FBI special agent and counter-terrorism chief John P. O'Neill, who had been central in the investigation of al-Qaeda in the late 1990s and the millennium plot, and subsequently suspected the existence of sleeper cells in the United States, died in the September 11 attacks in 2001 as head of security of the World Trade Center. O'Neill had started his new job on August 23 less than a month before the attack, after he had been squeezed out of the bureau.
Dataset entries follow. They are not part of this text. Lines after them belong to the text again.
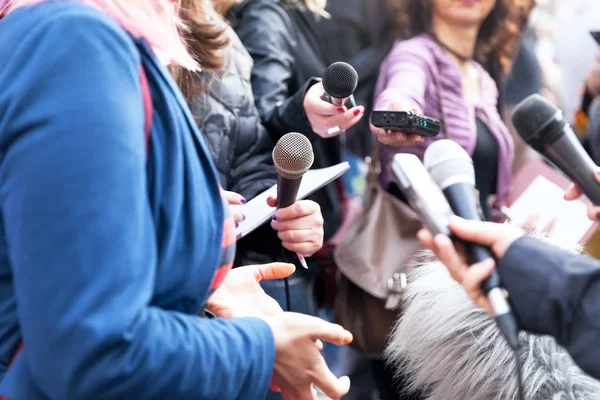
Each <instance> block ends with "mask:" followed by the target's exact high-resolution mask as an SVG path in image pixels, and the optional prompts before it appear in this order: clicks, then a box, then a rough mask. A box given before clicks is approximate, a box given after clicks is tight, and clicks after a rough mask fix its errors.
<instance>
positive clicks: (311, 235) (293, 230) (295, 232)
mask: <svg viewBox="0 0 600 400" xmlns="http://www.w3.org/2000/svg"><path fill="white" fill-rule="evenodd" d="M277 237H278V238H279V240H281V241H282V242H287V243H290V244H294V243H306V242H311V241H315V240H316V239H318V238H319V234H318V232H315V231H313V230H312V229H301V230H290V231H280V232H278V233H277Z"/></svg>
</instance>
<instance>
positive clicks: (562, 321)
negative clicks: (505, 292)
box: [496, 235, 600, 378]
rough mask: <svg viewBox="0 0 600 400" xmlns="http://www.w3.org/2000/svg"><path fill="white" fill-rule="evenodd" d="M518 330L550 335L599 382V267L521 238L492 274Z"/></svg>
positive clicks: (545, 244)
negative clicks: (568, 352)
mask: <svg viewBox="0 0 600 400" xmlns="http://www.w3.org/2000/svg"><path fill="white" fill-rule="evenodd" d="M496 269H497V270H498V274H499V275H500V278H501V279H502V284H503V285H504V287H505V288H506V290H507V291H508V292H509V293H510V299H511V305H512V306H513V311H514V313H515V315H516V317H517V320H518V321H519V326H520V327H521V329H523V330H524V331H527V332H531V333H534V334H537V335H551V336H553V337H554V338H555V339H556V341H557V342H558V343H559V344H560V345H561V346H563V347H564V348H565V349H566V350H567V351H568V352H569V354H570V355H571V357H572V358H573V361H575V363H577V365H578V366H579V367H580V368H581V369H583V370H584V371H585V372H587V373H588V374H589V375H590V376H592V377H595V378H600V353H599V352H598V351H595V350H593V349H597V348H598V346H599V345H600V326H599V325H600V324H599V323H598V317H599V316H600V264H599V263H598V261H597V260H595V259H593V258H591V257H588V256H580V255H575V254H573V253H571V252H570V251H566V250H563V249H560V248H558V247H556V246H554V245H552V244H550V243H544V242H542V241H539V240H536V239H534V238H532V237H531V236H529V235H525V236H523V237H522V238H520V239H518V240H517V241H516V242H515V243H513V244H512V245H511V246H510V247H509V248H508V250H507V251H506V253H505V254H504V257H502V258H501V259H500V260H499V261H498V266H497V268H496Z"/></svg>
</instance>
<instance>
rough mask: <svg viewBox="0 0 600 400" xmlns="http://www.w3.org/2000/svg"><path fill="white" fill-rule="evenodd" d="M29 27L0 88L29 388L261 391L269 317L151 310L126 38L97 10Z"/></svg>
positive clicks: (153, 252) (2, 211) (210, 393)
mask: <svg viewBox="0 0 600 400" xmlns="http://www.w3.org/2000/svg"><path fill="white" fill-rule="evenodd" d="M94 15H95V14H94ZM37 28H39V29H38V35H37V36H35V37H34V39H35V40H30V41H28V42H26V43H30V45H29V46H27V45H23V46H21V50H22V52H21V53H20V55H15V56H14V57H17V58H18V57H20V58H21V62H15V63H13V65H17V68H18V69H19V71H18V72H19V74H18V76H19V78H18V79H16V80H14V81H12V82H11V83H10V84H9V85H8V86H9V87H4V90H8V91H11V90H12V89H11V87H12V88H13V89H14V93H15V96H14V98H15V99H17V100H11V101H15V103H14V106H15V107H9V112H10V114H9V115H7V116H6V115H5V116H4V117H5V118H7V119H6V120H5V121H9V122H8V125H7V126H5V128H6V127H7V129H4V133H3V135H4V136H3V140H4V143H2V149H3V150H2V153H3V154H2V163H1V164H0V206H1V209H2V215H3V218H4V222H5V229H6V237H7V240H8V247H9V256H10V260H11V264H12V270H13V273H14V286H15V292H16V297H17V303H18V315H19V322H20V326H21V330H22V335H23V340H24V342H25V349H24V352H23V353H22V354H21V355H20V357H21V356H22V357H26V359H27V365H28V366H29V368H30V370H31V373H32V376H33V378H34V379H35V382H36V385H37V386H38V387H39V388H40V390H41V391H42V392H43V393H44V394H45V395H46V396H47V397H49V398H55V399H61V398H63V399H67V398H70V399H74V398H78V399H83V398H94V399H114V398H122V399H123V398H128V399H133V398H168V399H199V398H201V399H236V398H245V396H247V393H255V394H256V395H257V398H258V397H260V394H261V393H264V394H266V391H267V387H268V383H269V380H270V378H271V375H272V369H273V362H274V352H275V350H274V342H273V336H272V333H271V330H270V328H269V327H268V325H267V324H266V323H264V322H262V321H259V320H255V319H238V320H227V321H225V320H207V319H202V318H198V317H196V316H192V315H184V314H180V313H177V312H169V311H165V310H163V309H159V308H157V307H154V306H151V305H150V302H151V299H152V294H153V288H154V280H155V278H156V273H155V272H156V262H157V254H156V252H157V250H156V232H155V230H154V225H153V221H152V219H151V211H150V208H149V203H148V198H147V182H146V166H145V159H146V155H145V147H144V134H143V126H144V114H143V107H142V93H141V88H140V85H139V65H140V61H139V59H138V57H137V56H136V54H137V51H136V48H135V47H134V44H133V42H132V41H131V40H130V39H129V37H128V36H126V35H125V34H124V32H122V31H121V30H120V29H119V28H118V27H117V26H113V25H112V21H104V20H102V19H101V18H98V17H97V16H96V15H95V17H94V18H78V19H73V18H60V17H56V18H51V19H50V20H49V21H46V22H45V24H44V25H42V27H37ZM58 43H60V46H59V47H56V46H57V44H58ZM40 65H43V66H44V67H43V68H41V69H40V68H39V66H40ZM15 75H17V74H15ZM10 97H11V96H10V95H9V96H8V98H10ZM0 100H1V97H0ZM18 102H22V104H18ZM0 109H2V104H0ZM1 119H2V117H0V120H1ZM0 125H1V124H0ZM200 229H201V228H200ZM263 397H264V396H263Z"/></svg>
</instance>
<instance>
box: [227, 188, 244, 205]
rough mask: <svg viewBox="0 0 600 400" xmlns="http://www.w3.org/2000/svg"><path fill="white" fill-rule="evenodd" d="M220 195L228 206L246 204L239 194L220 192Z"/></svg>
mask: <svg viewBox="0 0 600 400" xmlns="http://www.w3.org/2000/svg"><path fill="white" fill-rule="evenodd" d="M221 195H222V196H223V198H224V199H225V200H226V201H227V203H229V204H230V205H234V204H235V205H241V204H246V199H245V198H244V196H242V195H241V194H239V193H235V192H230V191H227V190H222V191H221Z"/></svg>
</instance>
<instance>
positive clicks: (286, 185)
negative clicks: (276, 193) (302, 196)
mask: <svg viewBox="0 0 600 400" xmlns="http://www.w3.org/2000/svg"><path fill="white" fill-rule="evenodd" d="M300 183H302V177H300V178H298V179H288V178H284V177H283V176H281V175H279V174H277V208H285V207H289V206H291V205H292V204H294V203H295V202H296V197H297V196H298V190H299V189H300Z"/></svg>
On July 19, 2004, it was revealed that the U.S. Justice Department was investigating former National Security Advisor of the Clinton administration, Sandy Berger, for unauthorized removal of classified documents in October 2003 from a National Archives reading room prior to testifying before the 9/11 Commission. The documents were five classified copies of a single report commissioned from Richard A. Clarke, covering internal assessments of the Clinton administration's handling of the plots. An associate of Berger said Berger took one copy in September 2003 and four copies in October 2003.
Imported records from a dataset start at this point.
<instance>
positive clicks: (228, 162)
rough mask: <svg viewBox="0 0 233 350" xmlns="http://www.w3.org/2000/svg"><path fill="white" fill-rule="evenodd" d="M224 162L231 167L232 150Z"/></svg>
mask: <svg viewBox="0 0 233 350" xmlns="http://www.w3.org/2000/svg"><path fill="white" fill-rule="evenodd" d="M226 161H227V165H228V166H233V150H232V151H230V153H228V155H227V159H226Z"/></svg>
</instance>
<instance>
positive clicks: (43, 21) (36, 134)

After the unsuccessful attack on USS The Sullivans, al-Qaeda attempted the same type of attack for a second time, again in Aden, Yemen. They successfully bombed USS Cole on October 12, 2000, in an attack that claimed the lives of seventeen U.S. sailors.
The Radisson SAS hotel in Amman, Jordan, which was the target of a millennium attack plot, was one of three hotels in the city that were bombed by al-Qaeda in 2005. Thirty-eight people were killed in the bombing, which was the deadliest of the three hotels attacked.